Monday, December 3, 2012

Why isn't poetry better than a movie?

I mean really that's an unfair question.

A movie is a "total work" in all that Wagnerian sense (especially, I would guess a musical specifically but isn't that what a soundtrack does without subjecting us to singing actors?) and a poem isn't.

But do poets even try? Who is writing poetry and who is writing Poetry?

Who is writing because they want to write and who is writing because they want to change the world?

Which is better?

Moreover, what motivated, say, Tennyson?

Here's a fellow that was so damaged by reaction to his second book of poetry that he didn't publish anything for nearly a decade.

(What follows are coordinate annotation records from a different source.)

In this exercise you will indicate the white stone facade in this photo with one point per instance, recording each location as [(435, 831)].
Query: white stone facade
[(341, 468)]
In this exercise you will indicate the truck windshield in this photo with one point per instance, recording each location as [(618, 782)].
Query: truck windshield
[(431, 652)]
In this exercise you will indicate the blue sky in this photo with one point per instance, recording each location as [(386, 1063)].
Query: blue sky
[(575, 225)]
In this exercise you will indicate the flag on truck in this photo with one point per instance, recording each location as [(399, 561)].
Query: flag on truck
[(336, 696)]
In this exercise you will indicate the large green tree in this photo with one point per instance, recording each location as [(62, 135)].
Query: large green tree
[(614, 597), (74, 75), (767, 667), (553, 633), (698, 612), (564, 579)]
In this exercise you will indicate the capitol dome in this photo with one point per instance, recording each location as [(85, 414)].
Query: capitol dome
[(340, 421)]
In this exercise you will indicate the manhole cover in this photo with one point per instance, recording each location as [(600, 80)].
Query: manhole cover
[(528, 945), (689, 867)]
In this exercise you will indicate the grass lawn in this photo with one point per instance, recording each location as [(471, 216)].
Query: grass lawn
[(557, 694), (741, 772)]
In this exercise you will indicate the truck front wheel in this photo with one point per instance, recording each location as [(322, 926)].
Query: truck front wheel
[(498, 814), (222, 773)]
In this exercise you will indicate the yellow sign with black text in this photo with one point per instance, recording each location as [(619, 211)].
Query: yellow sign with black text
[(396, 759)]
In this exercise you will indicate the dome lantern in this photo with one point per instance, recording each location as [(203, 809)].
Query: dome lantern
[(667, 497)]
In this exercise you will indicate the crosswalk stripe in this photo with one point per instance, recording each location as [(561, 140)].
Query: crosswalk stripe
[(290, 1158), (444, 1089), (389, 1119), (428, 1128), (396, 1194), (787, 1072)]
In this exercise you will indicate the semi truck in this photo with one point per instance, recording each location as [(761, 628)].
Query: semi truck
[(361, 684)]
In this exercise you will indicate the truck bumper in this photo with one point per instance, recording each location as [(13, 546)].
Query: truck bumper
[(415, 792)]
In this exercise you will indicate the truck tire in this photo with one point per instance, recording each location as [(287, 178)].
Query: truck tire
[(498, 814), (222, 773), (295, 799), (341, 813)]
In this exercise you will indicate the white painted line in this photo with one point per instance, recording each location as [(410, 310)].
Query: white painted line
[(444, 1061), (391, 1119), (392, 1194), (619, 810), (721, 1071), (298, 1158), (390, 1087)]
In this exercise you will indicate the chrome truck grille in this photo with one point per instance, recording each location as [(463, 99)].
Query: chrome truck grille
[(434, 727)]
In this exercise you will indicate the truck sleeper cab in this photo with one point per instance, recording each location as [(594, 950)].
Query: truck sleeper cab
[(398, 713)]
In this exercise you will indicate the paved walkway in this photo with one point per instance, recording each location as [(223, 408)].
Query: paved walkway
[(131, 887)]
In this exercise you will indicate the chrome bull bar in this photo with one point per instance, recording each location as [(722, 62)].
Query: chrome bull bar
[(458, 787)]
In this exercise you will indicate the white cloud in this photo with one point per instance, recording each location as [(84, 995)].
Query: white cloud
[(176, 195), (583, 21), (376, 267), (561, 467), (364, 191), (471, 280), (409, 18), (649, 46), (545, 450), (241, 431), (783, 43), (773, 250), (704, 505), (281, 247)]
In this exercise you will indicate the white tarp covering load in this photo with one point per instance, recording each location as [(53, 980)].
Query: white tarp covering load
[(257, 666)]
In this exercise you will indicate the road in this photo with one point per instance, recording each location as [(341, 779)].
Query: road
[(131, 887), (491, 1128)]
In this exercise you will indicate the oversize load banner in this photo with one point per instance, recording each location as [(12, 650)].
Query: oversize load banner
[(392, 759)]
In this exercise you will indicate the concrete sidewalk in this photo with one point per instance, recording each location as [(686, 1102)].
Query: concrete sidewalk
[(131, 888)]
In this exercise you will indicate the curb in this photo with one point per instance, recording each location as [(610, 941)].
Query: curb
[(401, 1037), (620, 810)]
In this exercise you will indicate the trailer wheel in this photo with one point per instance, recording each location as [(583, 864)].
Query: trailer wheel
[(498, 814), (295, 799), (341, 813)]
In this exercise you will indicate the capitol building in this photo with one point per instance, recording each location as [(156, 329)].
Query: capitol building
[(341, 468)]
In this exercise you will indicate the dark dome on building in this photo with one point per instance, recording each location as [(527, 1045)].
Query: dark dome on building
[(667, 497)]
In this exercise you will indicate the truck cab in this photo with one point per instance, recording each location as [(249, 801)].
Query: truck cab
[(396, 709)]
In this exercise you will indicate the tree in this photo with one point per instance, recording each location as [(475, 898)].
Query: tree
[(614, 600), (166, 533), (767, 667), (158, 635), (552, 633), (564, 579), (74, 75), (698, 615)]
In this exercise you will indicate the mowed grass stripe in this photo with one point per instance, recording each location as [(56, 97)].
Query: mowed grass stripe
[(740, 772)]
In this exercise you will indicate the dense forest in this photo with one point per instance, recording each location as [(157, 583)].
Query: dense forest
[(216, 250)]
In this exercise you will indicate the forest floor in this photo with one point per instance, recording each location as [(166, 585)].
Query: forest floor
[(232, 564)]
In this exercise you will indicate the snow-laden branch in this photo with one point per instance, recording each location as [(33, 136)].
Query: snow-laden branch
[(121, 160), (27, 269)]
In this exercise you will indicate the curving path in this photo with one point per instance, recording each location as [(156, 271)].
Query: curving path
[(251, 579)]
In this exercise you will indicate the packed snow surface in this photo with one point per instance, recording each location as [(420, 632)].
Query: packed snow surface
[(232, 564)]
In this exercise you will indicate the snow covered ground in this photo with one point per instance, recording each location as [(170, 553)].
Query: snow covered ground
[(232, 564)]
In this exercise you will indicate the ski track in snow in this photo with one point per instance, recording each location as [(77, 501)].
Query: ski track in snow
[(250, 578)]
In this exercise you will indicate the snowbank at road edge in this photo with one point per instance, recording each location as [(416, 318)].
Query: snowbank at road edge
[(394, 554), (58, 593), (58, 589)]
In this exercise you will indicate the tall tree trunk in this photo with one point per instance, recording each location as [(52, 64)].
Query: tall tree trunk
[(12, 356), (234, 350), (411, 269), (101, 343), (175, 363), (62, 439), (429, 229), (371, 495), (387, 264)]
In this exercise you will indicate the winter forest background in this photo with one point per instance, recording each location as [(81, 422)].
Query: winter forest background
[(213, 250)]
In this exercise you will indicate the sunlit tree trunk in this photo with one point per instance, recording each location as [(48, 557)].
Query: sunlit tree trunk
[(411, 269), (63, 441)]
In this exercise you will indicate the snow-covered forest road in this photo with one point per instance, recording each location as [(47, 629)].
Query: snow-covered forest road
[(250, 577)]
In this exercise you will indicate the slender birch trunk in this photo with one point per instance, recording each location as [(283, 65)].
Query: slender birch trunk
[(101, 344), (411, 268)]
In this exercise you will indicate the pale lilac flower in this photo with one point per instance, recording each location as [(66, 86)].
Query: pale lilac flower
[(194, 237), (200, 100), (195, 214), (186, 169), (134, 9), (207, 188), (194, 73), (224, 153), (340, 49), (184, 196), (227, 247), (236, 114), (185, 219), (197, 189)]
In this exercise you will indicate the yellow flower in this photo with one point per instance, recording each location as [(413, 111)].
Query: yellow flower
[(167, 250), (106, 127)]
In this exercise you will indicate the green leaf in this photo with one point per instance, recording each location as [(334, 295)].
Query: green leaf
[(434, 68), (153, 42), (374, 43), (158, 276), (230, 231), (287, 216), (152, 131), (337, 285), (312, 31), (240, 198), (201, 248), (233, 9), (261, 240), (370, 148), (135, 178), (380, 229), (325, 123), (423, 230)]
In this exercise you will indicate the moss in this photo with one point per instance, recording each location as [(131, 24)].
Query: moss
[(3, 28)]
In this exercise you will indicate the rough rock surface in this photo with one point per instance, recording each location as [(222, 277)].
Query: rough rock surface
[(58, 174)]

I don't think I'll say we should haggle over the "is there a problem with poetry" question. There is. Teaching for 13 years now, I can say for an absolute certainty that there is a problem, in America, with poetry.

Hardly anyone teaches it and children simply fear it--they're not interested in engaging with it at all because they believe it's either some secret language they're not privy to or it's a meaningless drivel of "I think it means XYZ and who are you to tell me my opinion is wrong?"

At any rate they don't read poetry in the main. There are a precious handful of them who do--but most of their appreciation for verse has been withdrawn to lyrics.

I don't doubt that in the 18th century students wrote down the lyrics to hymns and drinking songs and other popular tunes--why wouldn't they? But did they not also commit the lyrics of poems to their memory and graffitos?

So why the stop? What's the problem?

I've explained before that it's twofold: one, we don't teach it and two, poets don't write it.

Now, there *are* poets who are thinking about writing the sort of poetry that would get people interested again in poetry in a general way.

There's work by Rebecca Lindenberg, Jill Alexander Essbaum, A.E. Stallings, Ernest Hilbert, Kelli Anne Noftle, and myself that *point* in that direction--the idea of an openness and accessibility. Hell, the glossary in the back of With Rough Gods is there explicitly because people no longer know their mythology.

But

That ain't it. Rebecca waxed on her facebook the other day about the Victorians having an idea that we as moderns find quaint but is, indeed, of a power. I've discussed this in short with Annie Finch but we've not gotten the chance to sit down and work out an idea.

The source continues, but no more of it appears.